Jesus gives this “new commandment” during the evening in which he was washing the disciples’ feet (which in and of itself, is incredible! The CREATOR of the UNIVERSE washing dirt off of the feet of those who are about to desert him as he gets arrested). After the foot washing, with a deeply troubled spirit, Jesus tells the disciples that one of them will betray him and that it’s the disciple to whom he gives the dipped piece of bread. He proceeds to give the bread to Judas, and then Satan enters Judas. Judas leaves, and the disciples still don’t know what’s going on; they just think he went to go get the moneybag and buy something for the feast or give to the poor. Right when Judas leaves Jesus gives this “new commandment.”

So, what do we learn from this account and message on love in John 13? 

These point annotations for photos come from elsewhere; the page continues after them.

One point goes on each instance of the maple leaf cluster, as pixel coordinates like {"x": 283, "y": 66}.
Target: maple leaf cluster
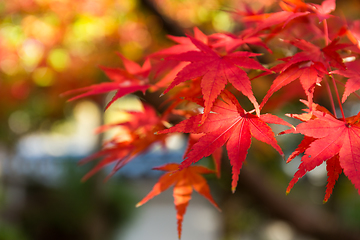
{"x": 203, "y": 76}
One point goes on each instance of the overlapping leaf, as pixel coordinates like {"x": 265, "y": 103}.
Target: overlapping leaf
{"x": 140, "y": 137}
{"x": 125, "y": 81}
{"x": 332, "y": 140}
{"x": 216, "y": 71}
{"x": 229, "y": 124}
{"x": 184, "y": 182}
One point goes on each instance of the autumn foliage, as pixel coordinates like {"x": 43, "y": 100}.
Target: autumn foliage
{"x": 202, "y": 77}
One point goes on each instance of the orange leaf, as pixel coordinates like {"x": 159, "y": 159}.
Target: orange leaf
{"x": 185, "y": 181}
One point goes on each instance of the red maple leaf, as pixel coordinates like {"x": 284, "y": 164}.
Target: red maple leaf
{"x": 216, "y": 71}
{"x": 161, "y": 66}
{"x": 185, "y": 181}
{"x": 352, "y": 73}
{"x": 140, "y": 137}
{"x": 228, "y": 123}
{"x": 309, "y": 66}
{"x": 332, "y": 140}
{"x": 125, "y": 81}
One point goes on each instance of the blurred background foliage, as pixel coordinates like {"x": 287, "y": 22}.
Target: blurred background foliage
{"x": 50, "y": 46}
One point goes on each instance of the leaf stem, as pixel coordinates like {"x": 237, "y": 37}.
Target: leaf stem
{"x": 326, "y": 31}
{"x": 331, "y": 98}
{"x": 343, "y": 84}
{"x": 338, "y": 97}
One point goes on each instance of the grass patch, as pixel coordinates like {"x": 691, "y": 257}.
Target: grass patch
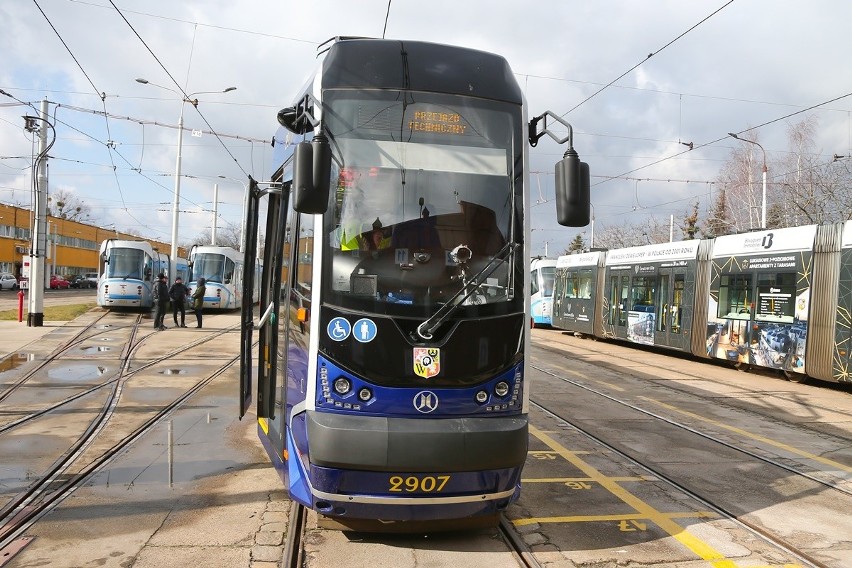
{"x": 52, "y": 313}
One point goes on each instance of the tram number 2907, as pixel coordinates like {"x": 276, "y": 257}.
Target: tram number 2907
{"x": 418, "y": 484}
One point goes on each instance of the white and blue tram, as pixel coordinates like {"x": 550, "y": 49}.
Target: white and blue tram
{"x": 392, "y": 354}
{"x": 222, "y": 269}
{"x": 774, "y": 299}
{"x": 127, "y": 271}
{"x": 542, "y": 277}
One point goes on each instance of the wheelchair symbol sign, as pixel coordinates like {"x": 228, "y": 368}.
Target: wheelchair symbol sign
{"x": 339, "y": 329}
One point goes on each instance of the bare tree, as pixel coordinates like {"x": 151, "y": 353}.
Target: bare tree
{"x": 227, "y": 235}
{"x": 741, "y": 187}
{"x": 803, "y": 188}
{"x": 65, "y": 205}
{"x": 807, "y": 188}
{"x": 577, "y": 245}
{"x": 718, "y": 221}
{"x": 689, "y": 223}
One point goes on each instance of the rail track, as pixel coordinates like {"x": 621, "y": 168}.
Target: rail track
{"x": 87, "y": 451}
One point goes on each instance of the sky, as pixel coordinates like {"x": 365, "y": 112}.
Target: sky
{"x": 637, "y": 80}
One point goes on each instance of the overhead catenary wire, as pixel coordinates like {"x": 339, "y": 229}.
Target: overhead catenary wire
{"x": 183, "y": 92}
{"x": 590, "y": 97}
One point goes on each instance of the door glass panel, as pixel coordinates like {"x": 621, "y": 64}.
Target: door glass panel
{"x": 677, "y": 303}
{"x": 735, "y": 296}
{"x": 614, "y": 299}
{"x": 663, "y": 304}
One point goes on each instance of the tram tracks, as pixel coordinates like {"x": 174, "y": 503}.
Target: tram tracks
{"x": 80, "y": 460}
{"x": 810, "y": 468}
{"x": 64, "y": 347}
{"x": 802, "y": 557}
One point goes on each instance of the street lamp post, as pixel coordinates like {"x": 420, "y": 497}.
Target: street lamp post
{"x": 176, "y": 202}
{"x": 763, "y": 198}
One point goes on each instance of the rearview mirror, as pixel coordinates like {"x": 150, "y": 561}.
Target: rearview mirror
{"x": 572, "y": 191}
{"x": 312, "y": 175}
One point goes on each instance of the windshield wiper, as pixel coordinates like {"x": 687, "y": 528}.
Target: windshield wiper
{"x": 425, "y": 329}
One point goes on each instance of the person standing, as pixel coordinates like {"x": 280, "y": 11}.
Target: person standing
{"x": 160, "y": 294}
{"x": 178, "y": 294}
{"x": 198, "y": 300}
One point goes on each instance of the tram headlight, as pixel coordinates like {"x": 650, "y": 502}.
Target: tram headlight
{"x": 501, "y": 389}
{"x": 342, "y": 385}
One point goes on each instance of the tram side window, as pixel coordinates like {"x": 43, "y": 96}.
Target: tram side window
{"x": 584, "y": 284}
{"x": 677, "y": 302}
{"x": 642, "y": 297}
{"x": 663, "y": 306}
{"x": 614, "y": 296}
{"x": 776, "y": 297}
{"x": 570, "y": 284}
{"x": 229, "y": 270}
{"x": 735, "y": 296}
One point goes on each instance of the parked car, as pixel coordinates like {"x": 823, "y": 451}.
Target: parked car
{"x": 8, "y": 281}
{"x": 58, "y": 283}
{"x": 80, "y": 281}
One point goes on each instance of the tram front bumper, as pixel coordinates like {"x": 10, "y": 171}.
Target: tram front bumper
{"x": 371, "y": 443}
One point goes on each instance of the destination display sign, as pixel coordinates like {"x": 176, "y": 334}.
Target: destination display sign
{"x": 437, "y": 122}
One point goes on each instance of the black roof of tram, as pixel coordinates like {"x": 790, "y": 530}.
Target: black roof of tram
{"x": 419, "y": 66}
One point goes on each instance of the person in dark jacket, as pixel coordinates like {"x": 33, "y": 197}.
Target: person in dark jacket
{"x": 160, "y": 294}
{"x": 178, "y": 294}
{"x": 198, "y": 299}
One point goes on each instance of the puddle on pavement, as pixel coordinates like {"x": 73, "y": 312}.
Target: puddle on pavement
{"x": 76, "y": 372}
{"x": 173, "y": 372}
{"x": 14, "y": 361}
{"x": 94, "y": 349}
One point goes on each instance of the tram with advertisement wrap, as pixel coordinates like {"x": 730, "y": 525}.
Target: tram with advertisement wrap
{"x": 392, "y": 369}
{"x": 775, "y": 299}
{"x": 127, "y": 271}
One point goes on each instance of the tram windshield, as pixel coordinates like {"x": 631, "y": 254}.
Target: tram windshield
{"x": 425, "y": 203}
{"x": 213, "y": 268}
{"x": 129, "y": 263}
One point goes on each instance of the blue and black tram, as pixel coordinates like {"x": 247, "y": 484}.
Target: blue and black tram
{"x": 391, "y": 371}
{"x": 127, "y": 271}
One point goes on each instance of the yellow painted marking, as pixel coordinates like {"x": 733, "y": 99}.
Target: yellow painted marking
{"x": 548, "y": 453}
{"x": 635, "y": 517}
{"x": 644, "y": 510}
{"x": 758, "y": 437}
{"x": 582, "y": 479}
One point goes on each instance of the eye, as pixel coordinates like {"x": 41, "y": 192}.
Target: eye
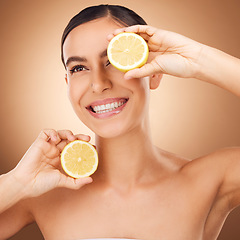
{"x": 78, "y": 68}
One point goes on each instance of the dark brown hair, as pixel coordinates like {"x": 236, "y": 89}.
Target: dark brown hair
{"x": 121, "y": 14}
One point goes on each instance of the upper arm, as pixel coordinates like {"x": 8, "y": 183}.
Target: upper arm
{"x": 14, "y": 219}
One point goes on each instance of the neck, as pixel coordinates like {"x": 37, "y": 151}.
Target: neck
{"x": 128, "y": 159}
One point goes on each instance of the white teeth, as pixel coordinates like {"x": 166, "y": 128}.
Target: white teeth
{"x": 108, "y": 107}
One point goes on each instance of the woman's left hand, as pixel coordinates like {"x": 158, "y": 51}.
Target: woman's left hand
{"x": 173, "y": 53}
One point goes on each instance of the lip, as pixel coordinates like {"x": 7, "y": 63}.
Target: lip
{"x": 119, "y": 105}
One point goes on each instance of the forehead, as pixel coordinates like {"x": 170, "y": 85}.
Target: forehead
{"x": 89, "y": 36}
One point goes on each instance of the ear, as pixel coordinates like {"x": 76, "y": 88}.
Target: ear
{"x": 155, "y": 80}
{"x": 66, "y": 79}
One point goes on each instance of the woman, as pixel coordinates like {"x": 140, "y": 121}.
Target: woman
{"x": 139, "y": 191}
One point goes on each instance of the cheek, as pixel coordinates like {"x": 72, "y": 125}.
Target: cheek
{"x": 76, "y": 90}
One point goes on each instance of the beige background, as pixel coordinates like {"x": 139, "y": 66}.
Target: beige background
{"x": 188, "y": 117}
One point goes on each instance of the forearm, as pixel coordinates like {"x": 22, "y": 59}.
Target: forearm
{"x": 11, "y": 191}
{"x": 220, "y": 69}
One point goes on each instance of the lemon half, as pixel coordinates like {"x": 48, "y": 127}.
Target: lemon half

First, we love others. Don’t skip over that too fast. It doesn’t say we love those who love us, or believe like us, or like us. We love others. We love those who betray us, believe differently than us, hate us and maybe even potentially kill us one day. Christ knew all along who was going to betray him from his inner circle; yet he still loved him, served him and washed his feet. It is obvious that Judas was never saved, but Christ still loved him and served him unconditionally. 

Second, before we judge Judas and others, we must realize that we all were at one time, or still are, enemies of God. And Christ died for his enemies. Romans 5:10-11 states; “For if while we were enemies we were reconciled to God by the death of his Son, much more, now that we are reconciled, shall we be saved by his life. 11 More than that, we also rejoice in God through our Lord Jesus Christ, through whom we have now received reconciliation.” 

So, who are your enemies? Is it your spouse? Child? An ex-spouse? Old friend? Co-worker? Boss? Political enemy? Someone from a different religion? We are to express the love of Christ to our enemies. 

Jesus then continues his explanation of love by saying this in verse 35, “By this (love for one another) all people will know that you are my disciples, if you have love for one another.” 

Do people know that you are a Christ-follower? How are they to know? 

  • By your love, service, and sacrifice for all people. 
  • When people see that you love your fellow Christ-follower as well as your enemy. 
  • When you serve and forgive all people-those who are in your inner circle and those who hate you and want to kill you. 

Then, ALL PEOPLE will know that you are a disciple of Jesus. He doesn’t say that all people will come to salvation because of the expression of love, but that when they see you and the way you love, forgive, sacrifice, and serve, other people will KNOW that you are a Christ-follower.

Then we must be prepared to give an answer to anyone who asks us for the reason of the hope that is in us (1 Peter 3:15). If this fruit of the Spirit is being expressed in our lives, we will have the opportunity to share with people what and who true love is-Jesus Christ.